Overview

Efficacy of Pioglitazone in Participants With Inadequately Controlled Type 2 Diabetes Mellitus Treated With Stable Triple Oral Therapy

Status:
Completed
Trial end date:
2016-10-17
Target enrollment:
0
Participant gender:
All
Summary
The purpose of this study is to evaluate the efficacy of pioglitazone 30 mg on glycemic control when used in participants with inadequately controlled type 2 diabetes mellitus treated with stable combinations of metformin and sulfonylurea.
Phase:
Phase 4
Accepts Healthy Volunteers?
No
Details
Lead Sponsor:
Takeda
Treatments:
Metformin
Pioglitazone
Criteria
Inclusion Criteria

Participants meeting the following criteria will be considered for inclusion in the study:

1. Institutional Review Board (IRB)-approved written informed consent form (ICF) must be
obtained from the participant or legally authorized representative prior to any trial
related procedure (including withdrawal of prohibited medication, if applicable).

2. Participants with a history of clinical diagnosis of established type 2 diabetes
mellitus defined by the American Diabetes Association (ADA) criteria 2012.

3. Male or female between 18 and 80 years of age.

4. Participants with stable triple oral therapy of metformin + sulfonylurea +
pioglitazone (ACTOS) 15 mg or ACTOSMET(Pioglitazone 15mg/Metformin 850mg) and
sulfonylurea for at least 12 weeks at the screening visit.

5. Participants with glycosylated hemoglobin (HbA1c) ≥7.0% at the screening visit.

6. Participants with C-peptide ≥1.0 ng/mL at the screening visit.

7. Females of childbearing potential who are sexually active must agree to use adequate
contraception, and can neither be pregnant nor lactating from screening throughout the
duration of the study, up to 30 days after the last dose of the study medication.

Exclusion Criteria

Participants meeting any of the following criteria will be excluded from enrollment:

1. Participants with type 1 diabetes mellitus or secondary forms of diabetes.

2. Participants who have been treated with insulin for ≥7 days within 3 months prior to
the screening visit.

3. Participants with a history of bladder cancer or participants with active bladder
cancer.

4. Participants with a history of acute diabetic complications such as diabetic
ketoacidosis.

5. Participants with a history of acute or chronic metabolic acidosis, including diabetic
ketoacidosis.

6. Participants with unstable or rapidly progressive diabetic retinopathy, nephropathy
(estimated glomerular filtration rate [eGFR] <60mL/min/1.73m2).
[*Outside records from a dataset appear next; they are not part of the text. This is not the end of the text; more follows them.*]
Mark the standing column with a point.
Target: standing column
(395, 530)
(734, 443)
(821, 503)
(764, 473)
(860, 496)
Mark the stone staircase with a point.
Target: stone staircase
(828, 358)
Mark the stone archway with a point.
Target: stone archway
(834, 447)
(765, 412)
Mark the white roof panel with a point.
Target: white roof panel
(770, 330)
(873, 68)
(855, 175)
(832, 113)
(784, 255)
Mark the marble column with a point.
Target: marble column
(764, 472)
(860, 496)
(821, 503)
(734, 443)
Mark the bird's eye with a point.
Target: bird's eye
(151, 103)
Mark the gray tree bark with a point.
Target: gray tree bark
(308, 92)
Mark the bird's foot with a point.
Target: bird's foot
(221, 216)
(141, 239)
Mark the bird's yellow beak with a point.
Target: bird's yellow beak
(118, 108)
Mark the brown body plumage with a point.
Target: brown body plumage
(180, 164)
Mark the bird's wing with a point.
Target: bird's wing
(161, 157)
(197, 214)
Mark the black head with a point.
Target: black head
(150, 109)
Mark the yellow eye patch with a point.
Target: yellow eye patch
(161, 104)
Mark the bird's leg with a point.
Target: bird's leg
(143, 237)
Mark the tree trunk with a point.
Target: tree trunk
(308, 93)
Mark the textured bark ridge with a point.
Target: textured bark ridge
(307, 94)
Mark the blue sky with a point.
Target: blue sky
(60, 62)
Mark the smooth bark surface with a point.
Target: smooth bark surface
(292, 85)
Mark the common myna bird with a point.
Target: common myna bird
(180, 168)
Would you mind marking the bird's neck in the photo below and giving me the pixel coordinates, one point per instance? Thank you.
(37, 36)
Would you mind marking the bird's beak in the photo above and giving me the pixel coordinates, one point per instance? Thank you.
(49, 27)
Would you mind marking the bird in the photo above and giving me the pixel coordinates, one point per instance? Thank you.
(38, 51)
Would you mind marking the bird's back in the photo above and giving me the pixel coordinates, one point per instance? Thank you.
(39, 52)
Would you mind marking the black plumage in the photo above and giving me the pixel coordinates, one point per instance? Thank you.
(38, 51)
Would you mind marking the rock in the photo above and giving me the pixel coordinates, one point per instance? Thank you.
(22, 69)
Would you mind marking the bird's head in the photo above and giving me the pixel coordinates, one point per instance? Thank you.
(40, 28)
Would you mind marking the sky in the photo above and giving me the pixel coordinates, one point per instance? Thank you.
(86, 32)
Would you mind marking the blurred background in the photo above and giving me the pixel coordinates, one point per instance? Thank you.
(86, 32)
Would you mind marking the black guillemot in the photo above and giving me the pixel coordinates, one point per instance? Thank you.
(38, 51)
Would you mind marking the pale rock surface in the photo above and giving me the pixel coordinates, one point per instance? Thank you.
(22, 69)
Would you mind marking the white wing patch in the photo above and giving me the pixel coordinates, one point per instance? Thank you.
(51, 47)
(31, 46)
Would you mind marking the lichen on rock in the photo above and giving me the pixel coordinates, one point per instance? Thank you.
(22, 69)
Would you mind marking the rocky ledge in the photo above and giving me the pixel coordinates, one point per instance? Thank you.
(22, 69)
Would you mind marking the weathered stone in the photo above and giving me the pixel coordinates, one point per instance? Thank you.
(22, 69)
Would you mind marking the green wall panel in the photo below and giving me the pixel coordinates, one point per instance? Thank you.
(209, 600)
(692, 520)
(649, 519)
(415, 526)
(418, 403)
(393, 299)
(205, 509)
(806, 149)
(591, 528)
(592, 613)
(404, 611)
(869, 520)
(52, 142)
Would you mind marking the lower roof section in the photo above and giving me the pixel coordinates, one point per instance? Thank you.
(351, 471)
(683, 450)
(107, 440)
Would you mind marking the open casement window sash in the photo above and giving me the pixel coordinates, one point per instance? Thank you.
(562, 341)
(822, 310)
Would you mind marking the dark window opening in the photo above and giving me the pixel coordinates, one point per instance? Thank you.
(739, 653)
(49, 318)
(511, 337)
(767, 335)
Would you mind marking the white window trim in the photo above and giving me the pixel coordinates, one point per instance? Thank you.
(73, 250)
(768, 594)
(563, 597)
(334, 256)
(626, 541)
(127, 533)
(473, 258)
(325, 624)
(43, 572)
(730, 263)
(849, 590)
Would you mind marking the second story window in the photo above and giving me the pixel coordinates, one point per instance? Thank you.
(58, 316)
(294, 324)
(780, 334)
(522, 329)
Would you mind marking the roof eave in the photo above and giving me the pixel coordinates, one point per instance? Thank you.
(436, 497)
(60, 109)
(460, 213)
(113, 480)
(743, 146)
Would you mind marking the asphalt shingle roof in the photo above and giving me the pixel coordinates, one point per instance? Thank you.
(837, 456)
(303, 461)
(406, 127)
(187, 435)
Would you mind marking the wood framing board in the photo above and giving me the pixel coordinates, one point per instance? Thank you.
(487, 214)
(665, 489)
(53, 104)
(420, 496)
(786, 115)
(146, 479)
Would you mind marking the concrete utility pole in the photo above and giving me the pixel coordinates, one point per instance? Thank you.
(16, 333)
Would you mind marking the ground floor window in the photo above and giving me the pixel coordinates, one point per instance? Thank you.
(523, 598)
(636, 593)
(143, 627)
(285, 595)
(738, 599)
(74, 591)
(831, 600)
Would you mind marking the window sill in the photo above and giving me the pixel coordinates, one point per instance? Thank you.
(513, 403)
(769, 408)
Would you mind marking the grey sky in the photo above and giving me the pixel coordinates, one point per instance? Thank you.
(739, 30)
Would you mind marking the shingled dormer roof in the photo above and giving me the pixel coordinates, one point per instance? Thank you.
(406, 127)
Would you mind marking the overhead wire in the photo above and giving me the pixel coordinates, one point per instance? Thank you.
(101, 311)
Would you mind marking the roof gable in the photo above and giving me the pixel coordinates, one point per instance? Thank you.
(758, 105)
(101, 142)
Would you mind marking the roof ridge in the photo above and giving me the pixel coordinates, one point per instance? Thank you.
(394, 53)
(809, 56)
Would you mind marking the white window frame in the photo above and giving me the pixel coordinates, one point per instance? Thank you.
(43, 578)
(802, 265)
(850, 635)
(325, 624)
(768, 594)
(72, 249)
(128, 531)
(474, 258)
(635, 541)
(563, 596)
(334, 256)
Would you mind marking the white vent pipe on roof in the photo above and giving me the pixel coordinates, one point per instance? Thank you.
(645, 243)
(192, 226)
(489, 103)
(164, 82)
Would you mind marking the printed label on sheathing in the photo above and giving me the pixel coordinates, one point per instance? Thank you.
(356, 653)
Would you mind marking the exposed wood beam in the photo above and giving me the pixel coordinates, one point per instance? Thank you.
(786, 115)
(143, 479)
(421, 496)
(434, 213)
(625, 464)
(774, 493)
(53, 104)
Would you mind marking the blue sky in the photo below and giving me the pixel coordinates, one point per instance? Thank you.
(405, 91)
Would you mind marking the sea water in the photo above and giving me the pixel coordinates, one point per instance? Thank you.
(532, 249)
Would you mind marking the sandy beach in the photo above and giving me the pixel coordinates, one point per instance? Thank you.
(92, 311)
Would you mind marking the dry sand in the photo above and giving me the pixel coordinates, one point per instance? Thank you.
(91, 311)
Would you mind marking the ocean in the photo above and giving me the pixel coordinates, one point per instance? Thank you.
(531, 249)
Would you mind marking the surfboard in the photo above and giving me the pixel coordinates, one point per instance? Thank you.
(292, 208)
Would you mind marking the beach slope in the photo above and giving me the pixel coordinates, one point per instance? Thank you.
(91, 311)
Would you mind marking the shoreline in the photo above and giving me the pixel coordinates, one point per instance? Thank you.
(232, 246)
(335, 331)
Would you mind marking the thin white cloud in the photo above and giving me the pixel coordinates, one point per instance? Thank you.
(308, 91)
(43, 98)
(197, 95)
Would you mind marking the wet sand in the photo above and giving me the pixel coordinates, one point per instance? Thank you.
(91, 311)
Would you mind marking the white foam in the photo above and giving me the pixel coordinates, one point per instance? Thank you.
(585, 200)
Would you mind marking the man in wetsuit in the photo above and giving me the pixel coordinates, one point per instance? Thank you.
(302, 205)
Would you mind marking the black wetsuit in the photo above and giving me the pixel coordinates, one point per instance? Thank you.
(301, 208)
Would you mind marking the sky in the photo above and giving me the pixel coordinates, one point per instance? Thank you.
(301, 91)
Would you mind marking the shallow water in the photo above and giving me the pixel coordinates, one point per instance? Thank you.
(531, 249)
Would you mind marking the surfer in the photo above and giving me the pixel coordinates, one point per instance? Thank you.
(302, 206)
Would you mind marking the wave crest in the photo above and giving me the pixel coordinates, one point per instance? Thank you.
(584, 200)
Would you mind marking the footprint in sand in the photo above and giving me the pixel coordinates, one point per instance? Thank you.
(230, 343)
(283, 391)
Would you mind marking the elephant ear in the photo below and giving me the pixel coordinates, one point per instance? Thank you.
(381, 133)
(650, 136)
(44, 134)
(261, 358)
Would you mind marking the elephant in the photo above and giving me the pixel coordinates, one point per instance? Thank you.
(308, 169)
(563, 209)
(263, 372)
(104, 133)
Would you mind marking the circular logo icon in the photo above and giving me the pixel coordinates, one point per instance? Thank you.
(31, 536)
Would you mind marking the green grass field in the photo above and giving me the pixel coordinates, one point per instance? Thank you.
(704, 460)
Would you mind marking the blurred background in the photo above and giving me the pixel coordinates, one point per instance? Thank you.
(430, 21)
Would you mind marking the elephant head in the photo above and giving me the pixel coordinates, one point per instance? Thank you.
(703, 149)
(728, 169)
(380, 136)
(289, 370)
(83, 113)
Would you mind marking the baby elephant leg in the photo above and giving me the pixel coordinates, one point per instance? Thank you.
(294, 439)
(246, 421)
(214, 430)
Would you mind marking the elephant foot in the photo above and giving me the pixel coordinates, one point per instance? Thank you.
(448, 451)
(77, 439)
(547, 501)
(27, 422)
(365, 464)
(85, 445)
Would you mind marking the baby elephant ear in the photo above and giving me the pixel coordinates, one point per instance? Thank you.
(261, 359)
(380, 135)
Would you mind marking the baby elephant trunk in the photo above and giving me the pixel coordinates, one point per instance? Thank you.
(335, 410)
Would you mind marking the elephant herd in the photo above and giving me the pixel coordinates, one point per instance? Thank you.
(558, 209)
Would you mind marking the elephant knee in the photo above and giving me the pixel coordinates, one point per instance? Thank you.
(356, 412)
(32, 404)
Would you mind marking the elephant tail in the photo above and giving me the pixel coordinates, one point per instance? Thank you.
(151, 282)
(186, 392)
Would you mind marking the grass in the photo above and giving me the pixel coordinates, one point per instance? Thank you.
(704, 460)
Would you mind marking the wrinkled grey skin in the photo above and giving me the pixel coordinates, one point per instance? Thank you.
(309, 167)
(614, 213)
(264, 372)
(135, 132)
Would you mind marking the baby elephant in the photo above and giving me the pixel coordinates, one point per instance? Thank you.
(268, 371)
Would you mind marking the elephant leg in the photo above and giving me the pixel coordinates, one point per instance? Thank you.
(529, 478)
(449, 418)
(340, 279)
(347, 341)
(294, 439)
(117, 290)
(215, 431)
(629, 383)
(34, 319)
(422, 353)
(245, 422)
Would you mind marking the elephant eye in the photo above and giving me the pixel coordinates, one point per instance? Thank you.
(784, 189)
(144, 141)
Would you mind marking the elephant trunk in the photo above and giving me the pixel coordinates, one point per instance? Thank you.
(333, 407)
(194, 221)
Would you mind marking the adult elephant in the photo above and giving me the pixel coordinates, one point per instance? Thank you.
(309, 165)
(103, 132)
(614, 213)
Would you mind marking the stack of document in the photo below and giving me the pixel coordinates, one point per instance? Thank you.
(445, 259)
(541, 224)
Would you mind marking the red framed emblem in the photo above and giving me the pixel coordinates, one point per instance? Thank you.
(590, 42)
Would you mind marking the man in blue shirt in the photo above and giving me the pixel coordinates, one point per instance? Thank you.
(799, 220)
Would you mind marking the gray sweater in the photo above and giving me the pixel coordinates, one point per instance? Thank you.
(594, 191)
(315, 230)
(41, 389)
7. Participants with cardiac insufficiency (e.g., a myocardial infarction, a coronary
angioplasty or bypass graft, unstable angina, transient ischemic attacks, or a
documented cerebrovascular accident within 6 months prior to the screening visit).

8. Participants with cardiac failure or history of cardiac failure (New York Heart
Association [NYHA] Stages 3 to 4).

9. Participants with a serum alanine transaminase (ALT) level ≥2.5 times the upper limit
of normal (ULN), active liver disease, or jaundice.

10. Participants taking concomitant gemfibrozil or other strong cytochrome P450 (CYP)2C8
inhibitors.

11. Participants with a history of recurrent or severe hypoglycemia.

12. Participants with a history of any hemoglobinopathy (such as hemolytic anemias or
sickle cell disease) that may affect determination of HbA1c.

13. Participants with uninvestigated microscopic hematuria

14. Participants with genetic problems such as galactose intolerance, Lapp lactase
deficiency, or glucose-galactose malabsorption, since the study drug contains lactose.

15. Participants with any other condition judged by the Investigator as unsuitable for the
study.

16. Participants who have used any investigational or experimental drugs or devices within
60 days of the screening visit.

17. Lactating or pregnant female. A positive pregnancy test before the first
administration of investigational medicinal product (IMP) or breastfeeding.

18. Male participants planning to father during clinical trial conduct or within 3 months
after the last planned dose of the IMP.

19. Participants were previously enrolled into the current clinical trial.

20. The participants participated in the active treatment phase of another clinical trial
where a persisting pharmacodynamic effect of the IMP of that clinical trial cannot be
excluded.

21. Participants are considered unable or unwilling to co-operate adequately, i.e., to
follow clinical trial procedures after Investigator has adequately instructed (e.g.,
language difficulties, etc.) or participants are anticipated not to be available for
scheduled clinical trial visits/procedures.